The greenback appears under some selling pressure and gyrates around the 102.80 region when measured by the USD Index (DXY) on Thursday.
USD Index focuses on key data
The index now faces some headwinds following Wednesday’s decent rebound from three-month lows near 102.40.
The ongoing three-week retracement in the dollar has been magnified in response to increasing speculation of interest rate cuts by the Federal Reserve at some point in the spring of 2024, a view that seems to still be contested by some Fed rate setters.
Later in the NA session, all the attention is expected to be on the release of US inflation figures tracked by the PCE and Core PCE, seconded by usual weekly Initial Claims, Personal Income, Personal Spending and Pending Home Sales.
What to look for around USD
The index managed to regain some balance after bottoming out in three-week lows near 102.40 earlier in the week.
Looking at the broader picture, the dollar appears depressed against the backdrop of rising speculation of probable interest rate cuts in H1 2024, all in response to further disinflationary pressures and the gradual cooling of the labour market.
Some support for the greenback, however, still emerges the resilience of the US economy as well as a persistent hawkish narrative from some Fed rate setters.
Key events in the US this week: PCE, Core PCE, Initial Jobless Claims, Personal Income, Personal Spending, Pending Home Sales (Thursday) – Final S&P Global Manufacturing PMI, ISM Manufacturing PMI, Construction Spending, Fed’s Powell (Friday).
Eminent issues on the back boiler: Growing perception of a soft landing for the US economy.
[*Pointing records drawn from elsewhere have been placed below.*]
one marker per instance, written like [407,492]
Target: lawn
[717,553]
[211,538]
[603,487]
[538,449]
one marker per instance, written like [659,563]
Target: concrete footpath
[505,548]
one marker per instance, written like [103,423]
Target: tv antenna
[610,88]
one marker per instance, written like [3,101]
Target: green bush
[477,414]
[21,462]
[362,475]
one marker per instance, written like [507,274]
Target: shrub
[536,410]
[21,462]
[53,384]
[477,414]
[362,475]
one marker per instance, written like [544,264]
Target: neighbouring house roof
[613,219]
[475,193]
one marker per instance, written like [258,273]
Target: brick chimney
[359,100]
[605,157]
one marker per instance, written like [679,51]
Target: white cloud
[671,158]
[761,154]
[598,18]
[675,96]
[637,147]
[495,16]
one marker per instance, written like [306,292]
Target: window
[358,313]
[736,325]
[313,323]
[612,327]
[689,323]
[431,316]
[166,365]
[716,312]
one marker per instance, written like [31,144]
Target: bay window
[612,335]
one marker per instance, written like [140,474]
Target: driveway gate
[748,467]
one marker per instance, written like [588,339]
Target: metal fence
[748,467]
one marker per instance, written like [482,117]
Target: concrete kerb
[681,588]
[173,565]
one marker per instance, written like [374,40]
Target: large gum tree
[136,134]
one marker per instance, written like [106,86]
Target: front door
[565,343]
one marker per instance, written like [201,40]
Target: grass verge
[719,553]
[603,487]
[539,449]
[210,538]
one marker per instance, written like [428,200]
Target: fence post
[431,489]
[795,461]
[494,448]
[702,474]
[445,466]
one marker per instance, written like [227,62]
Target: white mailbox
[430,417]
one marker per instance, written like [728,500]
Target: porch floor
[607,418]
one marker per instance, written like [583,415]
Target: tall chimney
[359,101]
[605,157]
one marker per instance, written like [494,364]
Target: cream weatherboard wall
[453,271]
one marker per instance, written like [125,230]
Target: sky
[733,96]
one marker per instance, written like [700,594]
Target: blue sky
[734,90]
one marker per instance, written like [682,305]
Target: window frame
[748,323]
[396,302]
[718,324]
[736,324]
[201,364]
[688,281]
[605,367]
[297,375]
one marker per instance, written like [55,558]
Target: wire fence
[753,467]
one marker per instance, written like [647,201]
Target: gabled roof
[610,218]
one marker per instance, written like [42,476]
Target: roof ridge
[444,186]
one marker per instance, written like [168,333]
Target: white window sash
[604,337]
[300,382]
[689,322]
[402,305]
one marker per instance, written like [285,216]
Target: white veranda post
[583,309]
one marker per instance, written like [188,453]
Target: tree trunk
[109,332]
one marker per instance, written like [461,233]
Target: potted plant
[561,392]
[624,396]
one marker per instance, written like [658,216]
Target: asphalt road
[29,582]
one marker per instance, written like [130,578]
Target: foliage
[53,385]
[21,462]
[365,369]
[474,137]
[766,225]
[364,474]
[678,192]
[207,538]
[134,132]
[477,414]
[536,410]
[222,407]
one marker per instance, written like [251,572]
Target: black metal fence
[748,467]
Speculation of rate cuts at some point in the spring of 2024. Omnipresent geopolitical effervescence vs. Russia and China. Potential spread of the Middle East crisis to other regions.
USD Index relevant levels
Now, the index is down 0.09% at 102.74 and faces immediate contention at 102.46 (monthly low November 29) ahead of 101.74 (monthly low August 4) and then 100.51 (weekly low July 27). On the upside, the breakout of 103.58 (200-day SMA) would open the door to 104.21 (weekly high November 22) and then 105.47 (55-day SMA).